Of course, I wrote many times here, on the www.adammazek.com website, that happiness is a choice and happy people need nothing because they are happy. Still, while walking on Warsaw’s streets on the day when I wrote this text, I simply felt endorphins buzzing in my blood. While walking, I started to wonder how little I needed for happiness: a walk in the sun in mid-February, doing street photography, exposing my body to cold (I walked around dressed in summer clothes at 7 degrees Celsius [44.6 degrees Fahrenheit]), and an empty stomach (the last meal I ate was one day earlier at 10 p.m.; also I decided that I won’t eat anything on the 18th of February, 2024.
Thus, my next meal will be on the 19th of February in the evening).

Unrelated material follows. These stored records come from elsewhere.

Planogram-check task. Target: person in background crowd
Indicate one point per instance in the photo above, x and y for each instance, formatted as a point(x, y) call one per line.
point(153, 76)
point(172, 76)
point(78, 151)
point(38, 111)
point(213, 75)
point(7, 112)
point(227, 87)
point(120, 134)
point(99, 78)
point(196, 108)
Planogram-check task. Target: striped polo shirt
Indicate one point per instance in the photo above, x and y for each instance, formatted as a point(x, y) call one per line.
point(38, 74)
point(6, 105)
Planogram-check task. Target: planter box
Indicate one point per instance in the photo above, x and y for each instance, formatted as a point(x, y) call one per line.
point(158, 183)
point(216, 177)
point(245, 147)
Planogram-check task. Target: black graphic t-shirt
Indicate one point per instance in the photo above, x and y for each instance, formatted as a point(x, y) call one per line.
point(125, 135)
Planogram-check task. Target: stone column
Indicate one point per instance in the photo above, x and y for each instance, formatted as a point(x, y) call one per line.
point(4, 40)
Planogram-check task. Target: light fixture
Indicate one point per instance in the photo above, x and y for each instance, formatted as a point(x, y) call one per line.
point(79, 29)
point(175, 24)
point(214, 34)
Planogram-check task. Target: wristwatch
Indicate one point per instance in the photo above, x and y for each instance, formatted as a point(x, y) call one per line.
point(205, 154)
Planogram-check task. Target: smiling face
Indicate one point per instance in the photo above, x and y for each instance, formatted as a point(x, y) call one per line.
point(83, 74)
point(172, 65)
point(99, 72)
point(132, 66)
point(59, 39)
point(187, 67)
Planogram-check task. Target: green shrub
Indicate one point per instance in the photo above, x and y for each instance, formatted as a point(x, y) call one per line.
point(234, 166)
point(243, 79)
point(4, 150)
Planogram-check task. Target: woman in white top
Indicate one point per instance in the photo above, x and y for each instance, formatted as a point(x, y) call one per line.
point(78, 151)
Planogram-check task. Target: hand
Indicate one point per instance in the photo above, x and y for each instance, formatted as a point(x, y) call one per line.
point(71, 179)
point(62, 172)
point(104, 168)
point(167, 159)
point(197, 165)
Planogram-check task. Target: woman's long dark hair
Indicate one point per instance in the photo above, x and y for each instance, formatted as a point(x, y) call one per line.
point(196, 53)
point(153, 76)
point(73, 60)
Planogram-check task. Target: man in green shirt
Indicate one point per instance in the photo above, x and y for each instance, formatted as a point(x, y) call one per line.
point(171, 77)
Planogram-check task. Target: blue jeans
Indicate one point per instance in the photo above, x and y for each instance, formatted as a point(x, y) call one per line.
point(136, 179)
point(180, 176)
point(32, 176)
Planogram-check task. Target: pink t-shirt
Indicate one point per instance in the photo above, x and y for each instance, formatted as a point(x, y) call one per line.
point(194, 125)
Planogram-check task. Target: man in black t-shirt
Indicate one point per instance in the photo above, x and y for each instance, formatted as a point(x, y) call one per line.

While walking in the chilling cold, I felt spring was coming. It was a moment when my mind and soul were reborn. I suppose many people have a similar feeling regarding the upcoming spring. Nature is being reborn slowly from the long winter dream. I also saw a guy who also wore summer clothes. He was walking as it was the middle of summer. Perhaps he also felt the upcoming spring or was simply exposing his body to coldness. I do not know it.
What I understand is that I do not need many things to be happy. When I walk, I feel totally free. When I do street photography, I feel I realize my soul. Also, when I expose my body to cold, I feel alive. When I eat rarely, I feel healthy. Once I felt the sun’s rays in the middle of February, I felt a euphoric state of mind.